En otro plano del tiempo y el espacio, cuando Gabriel García Márquez
declaró que Cien años de Soledad
no era más que un vallenato de trescientas cincuenta páginas estaba expresando
una realidad palmaria: la de un patrimonio cultural que se transformaba ante sus propios ojos en una suerte de
milagro bíblico de perpetua muerte y renovación. El asunto es simple: el genio del escritor de Aracataca percibió y
expresó con toda claridad el encuentro entre los instrumentos tradicionales de
los juglares vallenatos (la caja, la guitarra y la guacharaca) y las músicas
europeas sintetizadas en el acordeón, de la misma manera en que supo hacer
suyo el legado de Las Mil y una
Noches recibido a través de España y los relatos orales heredados de los
indígenas guajiros. Fue así como su obra se convirtió en clásica y no por la
bendición de alguna capilla auto investida de poderes celestiales.

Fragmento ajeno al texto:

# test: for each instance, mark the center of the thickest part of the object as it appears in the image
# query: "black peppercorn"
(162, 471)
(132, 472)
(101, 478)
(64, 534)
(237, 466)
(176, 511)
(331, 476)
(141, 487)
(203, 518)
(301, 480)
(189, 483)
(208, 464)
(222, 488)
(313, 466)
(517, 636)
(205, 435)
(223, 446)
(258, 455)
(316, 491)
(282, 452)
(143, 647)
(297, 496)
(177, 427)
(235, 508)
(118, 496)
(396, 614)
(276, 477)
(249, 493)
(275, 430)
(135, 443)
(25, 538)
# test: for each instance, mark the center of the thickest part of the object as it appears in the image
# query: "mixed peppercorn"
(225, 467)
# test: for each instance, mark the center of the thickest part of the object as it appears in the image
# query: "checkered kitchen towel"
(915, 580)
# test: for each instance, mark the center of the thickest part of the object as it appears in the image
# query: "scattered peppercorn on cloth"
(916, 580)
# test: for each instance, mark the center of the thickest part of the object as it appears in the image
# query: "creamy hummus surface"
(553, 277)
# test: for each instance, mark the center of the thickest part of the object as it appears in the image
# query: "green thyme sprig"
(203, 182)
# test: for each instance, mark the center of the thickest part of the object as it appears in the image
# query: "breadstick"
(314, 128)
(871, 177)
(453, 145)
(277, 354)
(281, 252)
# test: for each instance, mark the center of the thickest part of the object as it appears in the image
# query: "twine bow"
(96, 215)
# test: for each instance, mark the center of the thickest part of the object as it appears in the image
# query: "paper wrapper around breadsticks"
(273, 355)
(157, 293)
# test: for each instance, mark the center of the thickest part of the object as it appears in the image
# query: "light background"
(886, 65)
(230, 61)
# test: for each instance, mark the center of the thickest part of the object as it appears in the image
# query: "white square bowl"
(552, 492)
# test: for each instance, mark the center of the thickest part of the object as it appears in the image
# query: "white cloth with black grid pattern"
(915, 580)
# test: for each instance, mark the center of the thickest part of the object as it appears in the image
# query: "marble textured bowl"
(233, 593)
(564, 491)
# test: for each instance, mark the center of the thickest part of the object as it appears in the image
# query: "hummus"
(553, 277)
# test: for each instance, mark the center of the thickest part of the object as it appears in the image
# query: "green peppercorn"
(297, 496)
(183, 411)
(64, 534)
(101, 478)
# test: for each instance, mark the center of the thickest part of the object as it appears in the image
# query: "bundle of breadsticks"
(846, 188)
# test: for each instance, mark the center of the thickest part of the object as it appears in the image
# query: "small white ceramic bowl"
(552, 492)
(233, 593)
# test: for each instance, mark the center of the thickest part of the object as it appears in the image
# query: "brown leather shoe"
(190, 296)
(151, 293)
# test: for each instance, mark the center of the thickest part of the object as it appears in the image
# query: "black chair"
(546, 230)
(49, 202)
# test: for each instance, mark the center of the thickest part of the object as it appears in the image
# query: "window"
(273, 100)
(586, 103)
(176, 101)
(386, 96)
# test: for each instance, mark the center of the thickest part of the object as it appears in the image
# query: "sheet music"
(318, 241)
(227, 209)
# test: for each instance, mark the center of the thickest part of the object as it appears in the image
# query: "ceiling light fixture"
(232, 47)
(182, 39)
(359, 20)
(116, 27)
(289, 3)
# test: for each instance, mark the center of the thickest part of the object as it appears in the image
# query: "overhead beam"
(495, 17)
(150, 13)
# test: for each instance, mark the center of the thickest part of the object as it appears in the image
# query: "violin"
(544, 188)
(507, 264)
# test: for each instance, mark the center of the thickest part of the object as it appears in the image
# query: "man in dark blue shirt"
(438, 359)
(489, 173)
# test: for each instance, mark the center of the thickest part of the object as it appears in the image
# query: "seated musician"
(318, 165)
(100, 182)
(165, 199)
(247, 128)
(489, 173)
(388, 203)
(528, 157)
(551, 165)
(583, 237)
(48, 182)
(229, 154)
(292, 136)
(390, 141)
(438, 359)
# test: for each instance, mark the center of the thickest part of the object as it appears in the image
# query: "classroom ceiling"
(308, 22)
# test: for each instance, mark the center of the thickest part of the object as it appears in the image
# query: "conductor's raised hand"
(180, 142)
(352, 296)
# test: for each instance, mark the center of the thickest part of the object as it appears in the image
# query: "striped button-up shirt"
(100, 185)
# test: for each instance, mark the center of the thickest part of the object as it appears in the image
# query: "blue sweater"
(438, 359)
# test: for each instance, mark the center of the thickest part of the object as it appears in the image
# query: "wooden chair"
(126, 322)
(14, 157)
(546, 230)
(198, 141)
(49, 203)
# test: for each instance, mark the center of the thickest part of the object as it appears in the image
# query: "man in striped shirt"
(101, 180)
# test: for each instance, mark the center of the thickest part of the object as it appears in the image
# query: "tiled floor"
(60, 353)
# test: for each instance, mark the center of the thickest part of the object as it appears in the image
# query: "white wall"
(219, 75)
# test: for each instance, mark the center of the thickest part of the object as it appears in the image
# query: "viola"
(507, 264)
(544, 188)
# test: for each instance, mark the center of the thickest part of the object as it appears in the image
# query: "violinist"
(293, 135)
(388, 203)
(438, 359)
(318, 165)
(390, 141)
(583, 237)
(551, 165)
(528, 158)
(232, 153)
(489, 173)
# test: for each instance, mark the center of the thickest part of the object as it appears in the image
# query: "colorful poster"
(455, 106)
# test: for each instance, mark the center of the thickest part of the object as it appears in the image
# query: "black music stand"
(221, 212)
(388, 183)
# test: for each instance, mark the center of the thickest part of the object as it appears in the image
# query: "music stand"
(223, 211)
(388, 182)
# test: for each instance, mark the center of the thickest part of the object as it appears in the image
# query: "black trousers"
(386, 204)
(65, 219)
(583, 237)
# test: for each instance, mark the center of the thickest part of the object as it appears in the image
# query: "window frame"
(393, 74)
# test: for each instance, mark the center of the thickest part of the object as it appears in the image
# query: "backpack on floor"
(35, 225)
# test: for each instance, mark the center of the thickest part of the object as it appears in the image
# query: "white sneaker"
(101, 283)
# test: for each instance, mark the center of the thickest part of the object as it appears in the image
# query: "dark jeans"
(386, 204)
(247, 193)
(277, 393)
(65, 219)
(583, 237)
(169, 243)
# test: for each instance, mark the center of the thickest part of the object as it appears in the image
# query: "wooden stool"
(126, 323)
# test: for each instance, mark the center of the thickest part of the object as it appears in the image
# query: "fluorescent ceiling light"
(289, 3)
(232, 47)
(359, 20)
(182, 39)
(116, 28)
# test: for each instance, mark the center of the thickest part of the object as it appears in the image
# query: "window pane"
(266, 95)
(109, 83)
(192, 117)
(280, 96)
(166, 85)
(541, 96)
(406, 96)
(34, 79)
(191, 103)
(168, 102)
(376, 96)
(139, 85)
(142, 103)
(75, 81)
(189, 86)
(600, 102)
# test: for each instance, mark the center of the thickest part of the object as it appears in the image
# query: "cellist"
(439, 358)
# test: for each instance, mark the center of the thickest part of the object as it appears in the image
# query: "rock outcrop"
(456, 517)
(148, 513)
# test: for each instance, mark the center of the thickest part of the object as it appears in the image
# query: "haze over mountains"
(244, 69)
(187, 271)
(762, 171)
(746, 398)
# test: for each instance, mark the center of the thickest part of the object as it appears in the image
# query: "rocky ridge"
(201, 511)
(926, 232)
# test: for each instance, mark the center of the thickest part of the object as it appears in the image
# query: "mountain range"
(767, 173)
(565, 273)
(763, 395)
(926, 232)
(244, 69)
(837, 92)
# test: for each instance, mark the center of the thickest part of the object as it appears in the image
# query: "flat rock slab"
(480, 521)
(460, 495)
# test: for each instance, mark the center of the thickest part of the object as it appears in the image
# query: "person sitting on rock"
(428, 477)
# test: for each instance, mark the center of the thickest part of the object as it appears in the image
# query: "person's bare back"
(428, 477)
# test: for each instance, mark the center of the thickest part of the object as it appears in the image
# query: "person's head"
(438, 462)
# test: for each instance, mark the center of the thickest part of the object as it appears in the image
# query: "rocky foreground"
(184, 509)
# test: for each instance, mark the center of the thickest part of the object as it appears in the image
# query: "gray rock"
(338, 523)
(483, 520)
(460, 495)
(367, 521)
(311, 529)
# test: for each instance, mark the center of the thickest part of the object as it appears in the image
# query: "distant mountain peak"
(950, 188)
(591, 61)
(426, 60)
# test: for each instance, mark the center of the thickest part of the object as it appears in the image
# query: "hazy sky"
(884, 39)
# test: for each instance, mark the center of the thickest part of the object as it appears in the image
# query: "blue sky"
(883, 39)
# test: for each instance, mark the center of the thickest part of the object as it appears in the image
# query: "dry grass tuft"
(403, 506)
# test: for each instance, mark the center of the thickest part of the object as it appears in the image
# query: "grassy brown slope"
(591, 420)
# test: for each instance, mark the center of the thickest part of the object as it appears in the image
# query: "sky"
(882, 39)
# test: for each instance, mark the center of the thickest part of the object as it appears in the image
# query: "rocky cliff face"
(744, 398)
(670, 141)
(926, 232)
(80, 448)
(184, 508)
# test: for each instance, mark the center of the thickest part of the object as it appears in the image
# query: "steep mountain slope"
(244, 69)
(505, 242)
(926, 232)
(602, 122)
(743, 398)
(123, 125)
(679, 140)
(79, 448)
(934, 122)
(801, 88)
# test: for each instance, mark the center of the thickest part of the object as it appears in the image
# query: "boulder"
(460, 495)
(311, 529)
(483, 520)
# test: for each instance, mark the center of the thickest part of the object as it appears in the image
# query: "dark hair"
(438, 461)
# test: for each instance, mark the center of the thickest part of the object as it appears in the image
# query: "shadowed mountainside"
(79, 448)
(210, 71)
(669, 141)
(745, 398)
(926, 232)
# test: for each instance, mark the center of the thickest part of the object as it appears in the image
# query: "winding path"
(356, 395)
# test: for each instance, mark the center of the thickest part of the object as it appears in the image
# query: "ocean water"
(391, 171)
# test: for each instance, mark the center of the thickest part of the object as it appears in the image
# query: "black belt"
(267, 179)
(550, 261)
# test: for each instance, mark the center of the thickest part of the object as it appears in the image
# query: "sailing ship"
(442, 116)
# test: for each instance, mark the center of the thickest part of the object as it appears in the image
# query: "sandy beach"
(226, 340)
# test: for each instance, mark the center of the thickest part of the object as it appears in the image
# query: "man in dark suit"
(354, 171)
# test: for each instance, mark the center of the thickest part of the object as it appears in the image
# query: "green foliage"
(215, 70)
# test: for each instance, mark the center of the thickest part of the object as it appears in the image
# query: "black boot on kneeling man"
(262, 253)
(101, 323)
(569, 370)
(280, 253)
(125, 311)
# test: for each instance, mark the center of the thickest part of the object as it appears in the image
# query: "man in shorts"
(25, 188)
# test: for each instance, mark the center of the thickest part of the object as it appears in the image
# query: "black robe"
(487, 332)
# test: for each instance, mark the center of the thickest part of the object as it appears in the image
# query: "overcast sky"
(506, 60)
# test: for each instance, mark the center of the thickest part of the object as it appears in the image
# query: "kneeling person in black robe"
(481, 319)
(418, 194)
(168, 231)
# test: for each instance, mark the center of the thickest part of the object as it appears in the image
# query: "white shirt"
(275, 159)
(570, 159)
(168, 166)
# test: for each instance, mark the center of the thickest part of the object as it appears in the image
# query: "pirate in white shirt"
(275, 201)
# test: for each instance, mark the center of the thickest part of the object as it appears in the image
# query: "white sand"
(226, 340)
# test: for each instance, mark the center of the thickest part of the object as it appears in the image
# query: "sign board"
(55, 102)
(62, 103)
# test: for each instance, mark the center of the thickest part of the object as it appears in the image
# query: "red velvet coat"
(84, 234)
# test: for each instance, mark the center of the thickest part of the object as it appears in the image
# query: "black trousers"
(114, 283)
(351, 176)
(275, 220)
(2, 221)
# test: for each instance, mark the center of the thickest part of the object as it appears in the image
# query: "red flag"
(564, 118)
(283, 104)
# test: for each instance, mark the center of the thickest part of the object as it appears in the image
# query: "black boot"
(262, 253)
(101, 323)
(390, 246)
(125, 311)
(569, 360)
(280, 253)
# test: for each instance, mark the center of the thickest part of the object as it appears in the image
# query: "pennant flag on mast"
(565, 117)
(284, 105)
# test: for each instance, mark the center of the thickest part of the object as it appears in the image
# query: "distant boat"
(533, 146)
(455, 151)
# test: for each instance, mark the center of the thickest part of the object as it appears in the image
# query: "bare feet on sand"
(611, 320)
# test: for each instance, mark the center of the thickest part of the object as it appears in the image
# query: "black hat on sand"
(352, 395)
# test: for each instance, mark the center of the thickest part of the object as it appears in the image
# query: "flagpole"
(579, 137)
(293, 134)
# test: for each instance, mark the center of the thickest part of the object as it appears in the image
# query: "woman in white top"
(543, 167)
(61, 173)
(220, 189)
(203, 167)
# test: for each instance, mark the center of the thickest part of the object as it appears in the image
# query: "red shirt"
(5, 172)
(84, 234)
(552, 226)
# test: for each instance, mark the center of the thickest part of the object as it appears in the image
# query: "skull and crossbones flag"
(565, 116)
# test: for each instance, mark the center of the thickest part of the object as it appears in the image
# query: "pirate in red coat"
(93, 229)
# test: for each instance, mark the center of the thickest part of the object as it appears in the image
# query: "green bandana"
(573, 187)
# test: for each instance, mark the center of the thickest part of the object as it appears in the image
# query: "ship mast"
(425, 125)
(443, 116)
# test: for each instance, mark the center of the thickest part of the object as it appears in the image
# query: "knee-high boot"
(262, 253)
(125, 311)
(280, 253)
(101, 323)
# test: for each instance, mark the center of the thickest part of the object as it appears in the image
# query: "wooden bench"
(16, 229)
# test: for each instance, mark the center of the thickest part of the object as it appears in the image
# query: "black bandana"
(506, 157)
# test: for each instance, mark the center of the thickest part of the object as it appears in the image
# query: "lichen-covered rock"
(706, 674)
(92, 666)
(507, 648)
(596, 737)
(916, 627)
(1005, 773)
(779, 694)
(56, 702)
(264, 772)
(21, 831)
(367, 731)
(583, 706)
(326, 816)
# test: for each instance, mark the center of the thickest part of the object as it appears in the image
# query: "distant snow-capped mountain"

Tomemos un último ejemplo: el del nacimiento del rock como una de las más
potentes expresiones de lo popular en el siglo XX. En un principio, los ritmos de los negros
(gospel, spirituals, soul, blues, jazz) eran escuchados con recelo por los oídos puritanos y con
delirios aristocráticos de los blancos estadounidenses. Sin embargo, es tanta
la potencia de ese fermento llegado de África que no tardó en traspasar los límites impuestos, igual que el
tango saltó de los prostíbulos a los salones de los burgueses latinoamericanos y europeos. Al encontrarse
cara cara con ritmos considerados
propios de los blancos, sobre todo de
los terratenientes del sur norteamericano, como el folk o el country, saltó la
chispa de nuevas músicas que no tardaron en adquirir un tinte clásico. Lo
que parecía una moda, pasajera como
todas, está a punto de cumplir cien años, si nos atenemos al juicio de
estudiosos como Charlie Gillet, autor de El sonido de la Ciudad, que le
adjudican a Sister Rosseta Tharpe ( Arkansas, 20 de marzo de 1915, Filadelfia,
9 de octubre de 1973) la partida de nacimiento de ese género proteico que desde
entonces no ha cesado de convertirse
siempre en otra cosa.
Por su condición próxima al prejuicio, los tópicos son difíciles de
erradicar. Tanto, que a veces parecen hacer parte de nuestro material genético.
De ahí que se haga necesario un estado de alerta permanente para no sucumbir a
los cantos de sirena de quienes, contra toda evidencia, quieren vender su idea
del talante irreconciliable entre lo clásico y lo popular.